Data science is a multi-disciplinary field that uses scientific methods, processes, algorithms and systems to extract knowledge and insights from structured and unstructured data.
The experts that shaped me
Now I'm going to spend a few minutes walking you through the steps I took to start diving into the world of Data Science.
I have to admit right out the gate there are a few people both general coworkers and distant educators that helped me down the path. One guy I worked with Dr. Petropoulos (I kid you not), was a coworker of mine that really got me interested in the field. His knowledge of how Data Science and Machine Learning worked made me feel like I had not idea what what he was talking about. But then some of the classes by Hugo Bowne-Anderson on DataCamp really pushed me over the edge to really try new things.
To confirm my thoughts that I might be doing Data Science-y things, I reviewed some of my work with a few true Data Scientists at a bar in Reston, VA who were in town for an annual conference and visiting from the USF Diabetes Health Research Center. They confirmed my fears that I might be slowly becoming a Data Scientist.
Just to be clear, all of the programming language I've used so far has been python. There are many other options like R, SAS, and Java, but I chose Python.

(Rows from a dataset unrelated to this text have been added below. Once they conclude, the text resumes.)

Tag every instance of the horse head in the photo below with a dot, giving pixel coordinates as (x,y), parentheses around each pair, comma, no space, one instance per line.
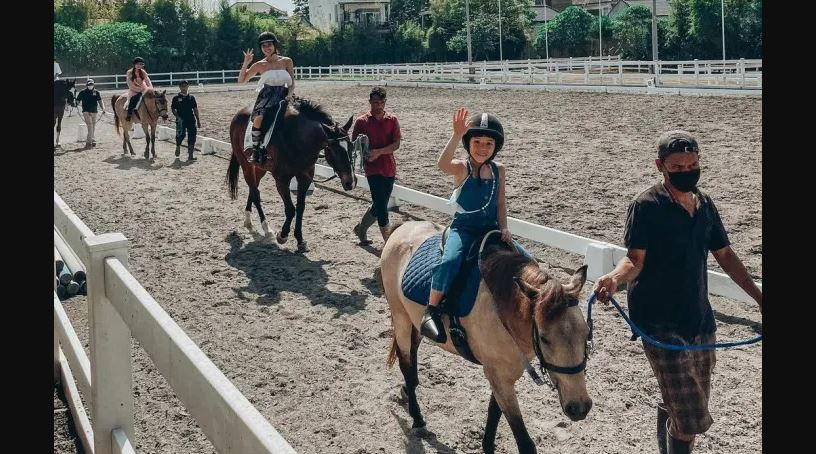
(560,336)
(339,153)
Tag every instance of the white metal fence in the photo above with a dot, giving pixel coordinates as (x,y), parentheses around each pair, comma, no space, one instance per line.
(611,70)
(120,308)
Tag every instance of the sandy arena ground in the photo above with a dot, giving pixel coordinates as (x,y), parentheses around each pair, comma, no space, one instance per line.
(305,336)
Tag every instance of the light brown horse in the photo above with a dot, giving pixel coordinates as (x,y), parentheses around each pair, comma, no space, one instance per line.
(514,294)
(152,106)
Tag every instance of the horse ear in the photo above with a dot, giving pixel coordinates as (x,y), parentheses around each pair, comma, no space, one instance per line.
(328,130)
(527,289)
(576,281)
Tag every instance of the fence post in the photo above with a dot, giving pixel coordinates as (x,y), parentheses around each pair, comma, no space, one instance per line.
(599,257)
(109,338)
(56,349)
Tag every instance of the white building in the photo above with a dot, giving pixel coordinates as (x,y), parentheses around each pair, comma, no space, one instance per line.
(259,6)
(327,15)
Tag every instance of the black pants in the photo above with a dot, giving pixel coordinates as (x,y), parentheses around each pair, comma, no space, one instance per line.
(381,188)
(186,126)
(132,102)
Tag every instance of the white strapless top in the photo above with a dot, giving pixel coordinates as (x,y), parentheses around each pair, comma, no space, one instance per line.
(274,77)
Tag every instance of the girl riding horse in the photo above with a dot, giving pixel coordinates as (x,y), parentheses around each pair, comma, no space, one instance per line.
(275,86)
(479,200)
(138,81)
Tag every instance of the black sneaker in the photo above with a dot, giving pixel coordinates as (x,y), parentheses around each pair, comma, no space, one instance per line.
(431,325)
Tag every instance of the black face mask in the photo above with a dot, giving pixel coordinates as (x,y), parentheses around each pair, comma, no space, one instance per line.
(685,181)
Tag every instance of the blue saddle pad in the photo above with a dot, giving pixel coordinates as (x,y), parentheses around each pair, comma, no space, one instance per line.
(416,281)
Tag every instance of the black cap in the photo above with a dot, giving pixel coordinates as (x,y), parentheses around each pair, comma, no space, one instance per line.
(484,124)
(676,141)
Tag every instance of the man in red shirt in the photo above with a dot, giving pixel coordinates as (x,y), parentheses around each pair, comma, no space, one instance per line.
(382,129)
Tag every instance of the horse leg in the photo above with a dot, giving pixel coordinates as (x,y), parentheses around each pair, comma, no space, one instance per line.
(147,140)
(153,128)
(59,128)
(408,367)
(493,417)
(255,193)
(504,393)
(303,185)
(247,220)
(282,185)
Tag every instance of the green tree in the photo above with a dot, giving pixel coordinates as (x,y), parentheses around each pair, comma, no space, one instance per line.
(706,28)
(301,8)
(632,30)
(569,32)
(166,28)
(111,47)
(69,49)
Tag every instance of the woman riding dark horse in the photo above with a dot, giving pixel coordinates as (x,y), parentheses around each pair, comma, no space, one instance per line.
(138,81)
(275,87)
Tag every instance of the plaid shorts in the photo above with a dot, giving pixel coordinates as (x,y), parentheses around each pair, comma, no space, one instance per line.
(684,378)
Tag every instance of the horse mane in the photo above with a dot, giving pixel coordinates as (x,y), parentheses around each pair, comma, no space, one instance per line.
(312,110)
(500,271)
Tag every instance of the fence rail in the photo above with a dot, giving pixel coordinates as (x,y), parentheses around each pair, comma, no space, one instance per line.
(118,308)
(611,70)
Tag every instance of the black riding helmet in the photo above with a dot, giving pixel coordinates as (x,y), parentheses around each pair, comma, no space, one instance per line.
(268,37)
(484,124)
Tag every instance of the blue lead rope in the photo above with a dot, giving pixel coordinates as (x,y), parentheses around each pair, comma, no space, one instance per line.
(664,345)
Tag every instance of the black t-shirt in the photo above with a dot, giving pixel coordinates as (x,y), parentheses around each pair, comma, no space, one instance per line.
(671,292)
(89,99)
(183,105)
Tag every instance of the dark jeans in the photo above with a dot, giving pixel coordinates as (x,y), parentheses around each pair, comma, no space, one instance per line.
(187,126)
(132,102)
(381,188)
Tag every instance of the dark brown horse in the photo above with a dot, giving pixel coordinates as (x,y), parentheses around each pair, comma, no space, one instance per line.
(307,129)
(62,95)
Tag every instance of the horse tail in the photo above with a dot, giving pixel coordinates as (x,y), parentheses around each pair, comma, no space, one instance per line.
(232,177)
(113,109)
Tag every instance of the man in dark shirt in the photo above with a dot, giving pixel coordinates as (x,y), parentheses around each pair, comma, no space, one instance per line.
(89,98)
(185,109)
(383,131)
(670,229)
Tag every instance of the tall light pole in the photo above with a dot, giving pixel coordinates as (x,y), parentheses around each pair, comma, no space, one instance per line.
(600,36)
(654,30)
(501,56)
(467,21)
(546,33)
(722,13)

The Language that shaped my Data
Ok, so let's get started.
I started by relearning the basics of python: opening files, setting variables, etc. Boring stuff. Then I moved into Numpy Arrays, List Comprehensions, and Pandas DataFrames. While Numpy Arrays store data in multi-dimensional lists, and List Comprehensions allow you to calculate and create lists from multiple elements in single commands, Pandas DataFrames allows you to ingest, structure, view, and shape data into something humans can understand and use.
Numpy Array: Source
List Comprehension Calculation:
myarray = [(arrayelement * 16)/12 for arrayelement in range(1,100) if arrayelemnent / 2 ]
The Data I shaped
Side Note: How to import the above and below mentioned modules
However Pandas DataFrames only lets an analyst represent data in string or text format. I then needed to be able to view data in a way that made it easy to quickly view trends, patterns, and groupings. Before the next section I should add that you need a functional platform that allows you to use modules that create a canvas to work with your data. So I started learning about Jupyter, which allows you to run code and view canvas based graphs via your browser, and Matplotlib.PyPlot, a canvas for visualizing the data.
This allows you to view trending patterns over time for groupings of data. The above is a graph created that shows shared techniques of Mitre ATT&CK hacking groups. Cool.

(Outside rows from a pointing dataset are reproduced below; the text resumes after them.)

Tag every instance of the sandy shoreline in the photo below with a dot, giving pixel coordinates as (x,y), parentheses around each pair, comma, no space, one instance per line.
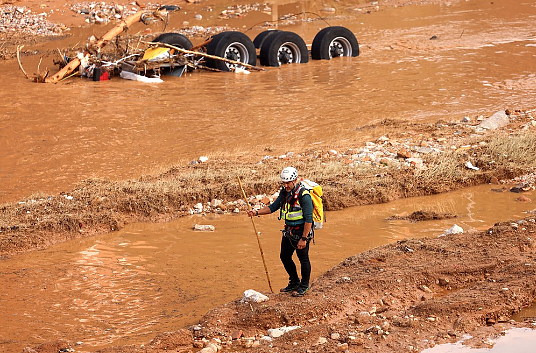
(402,297)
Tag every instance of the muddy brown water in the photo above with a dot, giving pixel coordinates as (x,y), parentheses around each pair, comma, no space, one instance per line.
(127,286)
(53,136)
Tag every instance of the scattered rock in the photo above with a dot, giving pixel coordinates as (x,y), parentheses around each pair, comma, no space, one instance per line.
(204,227)
(455,229)
(523,198)
(497,120)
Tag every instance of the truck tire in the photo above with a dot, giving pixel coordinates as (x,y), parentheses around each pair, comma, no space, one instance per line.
(283,48)
(231,45)
(333,42)
(261,37)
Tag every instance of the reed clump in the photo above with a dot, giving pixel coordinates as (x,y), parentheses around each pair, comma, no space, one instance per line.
(98,206)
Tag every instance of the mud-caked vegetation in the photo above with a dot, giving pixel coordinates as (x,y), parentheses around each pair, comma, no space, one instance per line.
(98,206)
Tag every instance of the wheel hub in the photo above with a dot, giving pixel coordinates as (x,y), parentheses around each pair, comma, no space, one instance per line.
(285,56)
(233,54)
(336,50)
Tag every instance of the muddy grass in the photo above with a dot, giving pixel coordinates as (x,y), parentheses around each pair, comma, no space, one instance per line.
(401,297)
(100,206)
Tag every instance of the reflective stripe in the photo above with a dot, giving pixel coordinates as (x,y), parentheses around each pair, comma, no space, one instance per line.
(294,213)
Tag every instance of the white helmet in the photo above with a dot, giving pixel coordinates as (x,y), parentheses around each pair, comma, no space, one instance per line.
(289,174)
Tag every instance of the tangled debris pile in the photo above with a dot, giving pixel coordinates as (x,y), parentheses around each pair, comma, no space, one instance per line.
(17,19)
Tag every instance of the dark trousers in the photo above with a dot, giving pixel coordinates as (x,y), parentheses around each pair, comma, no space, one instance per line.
(288,247)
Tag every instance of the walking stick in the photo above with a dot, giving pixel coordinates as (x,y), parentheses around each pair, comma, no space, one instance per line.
(256,234)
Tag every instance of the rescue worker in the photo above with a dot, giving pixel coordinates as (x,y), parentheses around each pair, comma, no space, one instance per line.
(296,209)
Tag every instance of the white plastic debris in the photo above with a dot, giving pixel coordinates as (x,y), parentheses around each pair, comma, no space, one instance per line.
(470,165)
(134,77)
(241,70)
(455,229)
(204,227)
(251,295)
(278,332)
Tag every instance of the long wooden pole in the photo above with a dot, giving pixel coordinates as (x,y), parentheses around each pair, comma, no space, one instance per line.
(256,234)
(198,53)
(111,34)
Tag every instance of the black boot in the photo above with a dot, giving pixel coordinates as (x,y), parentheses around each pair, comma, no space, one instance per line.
(292,286)
(301,290)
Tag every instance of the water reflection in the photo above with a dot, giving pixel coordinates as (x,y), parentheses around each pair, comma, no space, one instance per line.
(125,286)
(519,340)
(400,74)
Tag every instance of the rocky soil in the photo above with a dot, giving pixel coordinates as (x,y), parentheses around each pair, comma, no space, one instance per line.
(402,297)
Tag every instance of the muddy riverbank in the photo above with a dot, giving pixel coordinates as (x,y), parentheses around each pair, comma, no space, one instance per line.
(404,297)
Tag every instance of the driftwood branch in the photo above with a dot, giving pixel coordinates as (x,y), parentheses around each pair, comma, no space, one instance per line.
(111,34)
(197,53)
(18,59)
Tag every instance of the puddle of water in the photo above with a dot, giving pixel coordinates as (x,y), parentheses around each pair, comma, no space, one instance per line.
(400,74)
(124,287)
(518,340)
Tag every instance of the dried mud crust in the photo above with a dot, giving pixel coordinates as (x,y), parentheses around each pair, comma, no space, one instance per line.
(392,297)
(402,297)
(100,206)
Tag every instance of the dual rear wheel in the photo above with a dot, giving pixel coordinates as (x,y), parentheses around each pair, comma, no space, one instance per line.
(276,47)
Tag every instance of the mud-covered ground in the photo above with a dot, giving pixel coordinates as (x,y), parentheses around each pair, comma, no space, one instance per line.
(401,297)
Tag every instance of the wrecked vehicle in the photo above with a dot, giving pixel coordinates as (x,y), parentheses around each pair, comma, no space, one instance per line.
(174,54)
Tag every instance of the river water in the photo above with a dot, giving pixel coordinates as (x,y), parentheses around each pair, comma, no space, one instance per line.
(126,286)
(53,136)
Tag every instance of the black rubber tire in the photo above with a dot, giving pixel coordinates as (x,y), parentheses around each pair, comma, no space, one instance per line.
(283,48)
(175,39)
(333,42)
(261,37)
(231,45)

Other data I used was unstructured and I had not idea what the content looked like. In situations like those you may wind up with graphs like this: Not cool.

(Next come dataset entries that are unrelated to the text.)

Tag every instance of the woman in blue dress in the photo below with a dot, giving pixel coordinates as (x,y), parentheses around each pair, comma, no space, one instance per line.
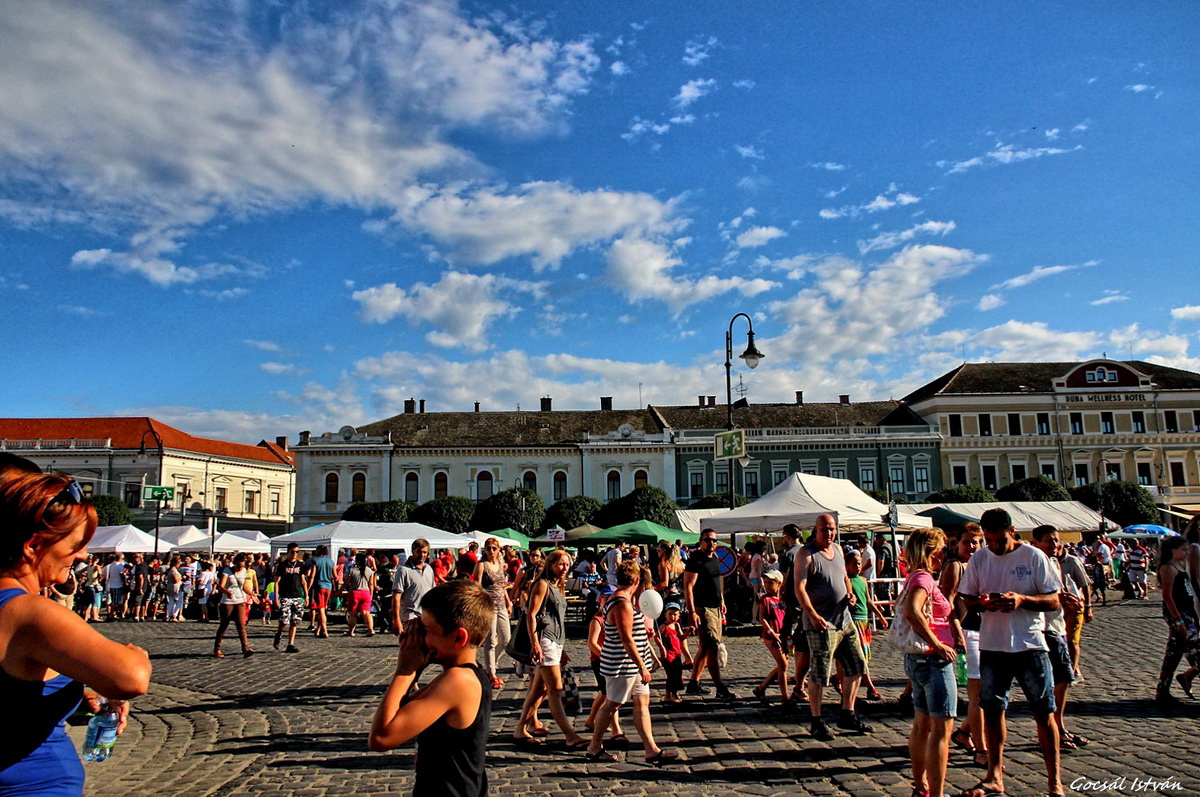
(47,652)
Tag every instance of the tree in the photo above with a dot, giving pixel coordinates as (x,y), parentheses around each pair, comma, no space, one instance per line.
(970,493)
(517,508)
(379,511)
(1122,502)
(719,501)
(645,503)
(450,514)
(112,510)
(1033,489)
(571,513)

These really are only helpful to the analyst so that they realize they found out how to view the data, even if they still don't actually know what the data looks like.
I then wanted to find a way to view link analytics of Mitre ATT&CK groups to TTPs so I learned about Networkx and Seaborn. This actually was helpful in a different project I can't display here.
The future I'm predicting from the data my code shaped
As I continued to shape the data into something useful I started to be able view Cyber Threat Actor Attribution of active threats across sectors in the United States.
As I started moving into visualizing data and seeing the trends, patterns, and groupings the shaping was producing I started to be able to predict Sector Based Cyber Threat Actor attacks from month to month.
So in closing by using high quality stagnant data we just had lying around I was able to start performing advanced analytics against structured and unstructured data to help my community better understand their current sector based threat landscape and what might be in store for them in the near future.